Hey one more thing. Your D5 might be shorted. With batteries out and power adaptor unplugged try testing it with the DMM diode test function in both directions and compare to tests on D1. Thinking about your previous measurements that 106 ohms you got on the output of U6 was probably measuring what was left of D5. :) When the anode of D5 got shorted that would have pulled short circuit current through U6 and D5. U6 is short circuit protected, but not so much for D5.
 
Continued tech support, great service. :D

I see voltage drops of ~166 mV for both D1 and D5. (More like ~145 mV for D6 and D2). Safe ranges? Looks like I may have dodge a bullet?

Yep those look good, given that they are Schottky diodes.

I agree, you would probably have better luck with channel equality controlling the volume on the digital side. If you made your O2 with the standard 2.5x and 6x gains you might want to consider changing the resistors and backing that down to 1x and 2.5x. That is what I'm running my O2s at. The higher gain pair apparently is most useful for some portable players with 0.5Vrms outputs.
 
Last word that I can find from NWAVGuy in response to " Could you give a rough estimate of when we might see the ODA/ODAC for sale? Thanks in advance!":

"...the plan is to release the design before the end of March. That's only a goal, no promises. It will take at least a few weeks beyond the documentation release before there are completed boards/amps for sale. But it should be well before summer."
 
Found it!!! ...
Listening at the moment. The amp has passed all the voltage tests on NwAvGuy's blog.
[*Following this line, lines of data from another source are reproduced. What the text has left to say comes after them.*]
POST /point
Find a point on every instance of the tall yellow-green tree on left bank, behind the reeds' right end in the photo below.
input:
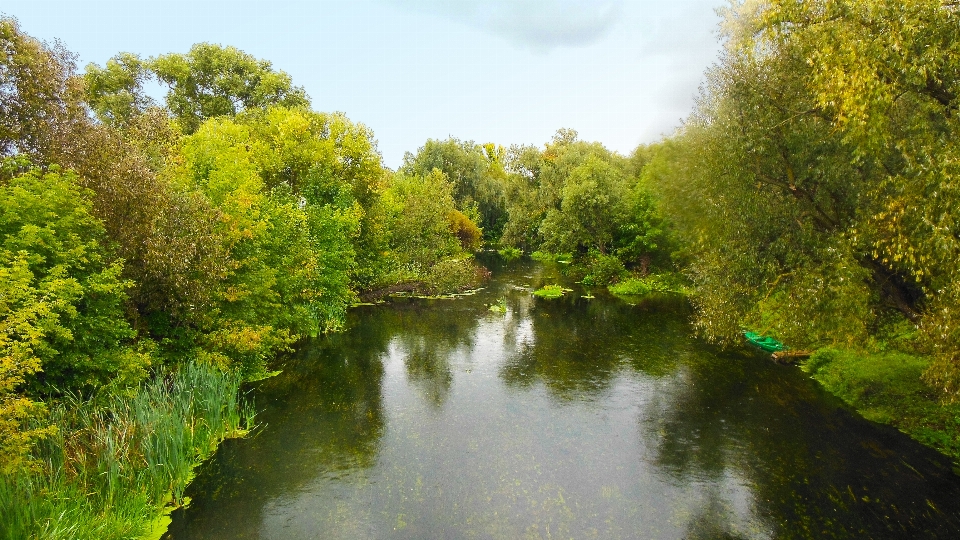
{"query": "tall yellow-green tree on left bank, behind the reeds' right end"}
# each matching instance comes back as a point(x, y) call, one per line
point(290, 217)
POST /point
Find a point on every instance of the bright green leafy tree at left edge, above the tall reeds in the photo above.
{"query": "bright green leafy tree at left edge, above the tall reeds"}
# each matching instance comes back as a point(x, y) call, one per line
point(64, 326)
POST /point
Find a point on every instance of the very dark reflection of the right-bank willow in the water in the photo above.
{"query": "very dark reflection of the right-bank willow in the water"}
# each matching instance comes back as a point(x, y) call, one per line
point(813, 469)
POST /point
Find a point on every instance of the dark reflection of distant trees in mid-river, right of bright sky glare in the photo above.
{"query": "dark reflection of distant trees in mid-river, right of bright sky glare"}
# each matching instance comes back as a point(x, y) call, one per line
point(578, 346)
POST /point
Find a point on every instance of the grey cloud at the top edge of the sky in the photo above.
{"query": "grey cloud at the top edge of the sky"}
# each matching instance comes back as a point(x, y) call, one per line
point(539, 24)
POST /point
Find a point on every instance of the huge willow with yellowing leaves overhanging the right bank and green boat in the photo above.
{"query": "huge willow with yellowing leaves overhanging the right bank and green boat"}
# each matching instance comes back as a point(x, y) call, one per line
point(817, 180)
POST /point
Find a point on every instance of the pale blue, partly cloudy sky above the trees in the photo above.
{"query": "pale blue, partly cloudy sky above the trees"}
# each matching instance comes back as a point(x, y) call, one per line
point(621, 72)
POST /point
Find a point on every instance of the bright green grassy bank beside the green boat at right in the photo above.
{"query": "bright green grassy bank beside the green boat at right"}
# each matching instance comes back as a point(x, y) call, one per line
point(886, 388)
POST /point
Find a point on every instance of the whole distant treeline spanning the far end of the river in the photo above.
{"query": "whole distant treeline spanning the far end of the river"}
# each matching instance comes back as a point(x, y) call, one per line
point(571, 200)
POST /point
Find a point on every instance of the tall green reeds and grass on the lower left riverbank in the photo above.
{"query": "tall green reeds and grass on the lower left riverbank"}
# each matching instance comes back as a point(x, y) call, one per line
point(117, 460)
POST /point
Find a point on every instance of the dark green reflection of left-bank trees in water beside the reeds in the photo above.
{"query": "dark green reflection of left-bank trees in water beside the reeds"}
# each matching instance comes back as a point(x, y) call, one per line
point(323, 416)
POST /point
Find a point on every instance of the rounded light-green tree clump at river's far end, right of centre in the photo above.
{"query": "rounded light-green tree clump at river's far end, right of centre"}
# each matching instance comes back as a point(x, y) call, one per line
point(580, 198)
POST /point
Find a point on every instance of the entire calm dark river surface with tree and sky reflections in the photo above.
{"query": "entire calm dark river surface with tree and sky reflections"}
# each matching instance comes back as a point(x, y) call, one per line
point(570, 418)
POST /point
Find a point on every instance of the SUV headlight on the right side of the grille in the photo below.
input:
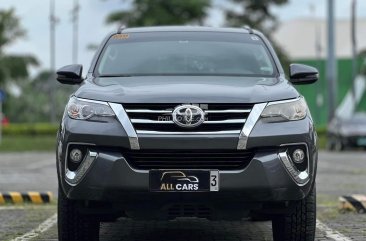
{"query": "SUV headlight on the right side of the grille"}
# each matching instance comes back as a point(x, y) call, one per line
point(288, 110)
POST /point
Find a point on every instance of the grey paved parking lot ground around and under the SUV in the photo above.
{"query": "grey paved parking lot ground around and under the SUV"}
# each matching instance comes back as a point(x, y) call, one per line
point(338, 174)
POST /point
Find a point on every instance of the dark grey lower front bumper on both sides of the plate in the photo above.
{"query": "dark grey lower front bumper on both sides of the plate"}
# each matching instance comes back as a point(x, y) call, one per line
point(110, 178)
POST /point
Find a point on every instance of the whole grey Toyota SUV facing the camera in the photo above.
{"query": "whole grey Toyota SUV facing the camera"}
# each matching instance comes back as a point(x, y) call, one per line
point(175, 122)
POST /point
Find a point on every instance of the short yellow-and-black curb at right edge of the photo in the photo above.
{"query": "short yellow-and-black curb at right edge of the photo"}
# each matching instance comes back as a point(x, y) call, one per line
point(356, 203)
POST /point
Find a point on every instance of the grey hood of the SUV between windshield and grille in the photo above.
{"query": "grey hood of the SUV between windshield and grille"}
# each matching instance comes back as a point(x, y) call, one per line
point(187, 89)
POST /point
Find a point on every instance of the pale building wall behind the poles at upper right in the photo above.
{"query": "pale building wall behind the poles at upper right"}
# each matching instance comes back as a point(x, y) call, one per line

I am genuinely glad that you found the problem and fixed it, and that you have a working amp. I am also sorry that I was a bit grumpy the other night. We are all here to help, and I dare say most of us here have benefited from help freely offered by others on this forum. I know I have. If it helps I really just wanted to get you looking in the right direction and not distracted by red herrings.

Good catch, by the way, finding that solder bridge, those can be very difficult to locate.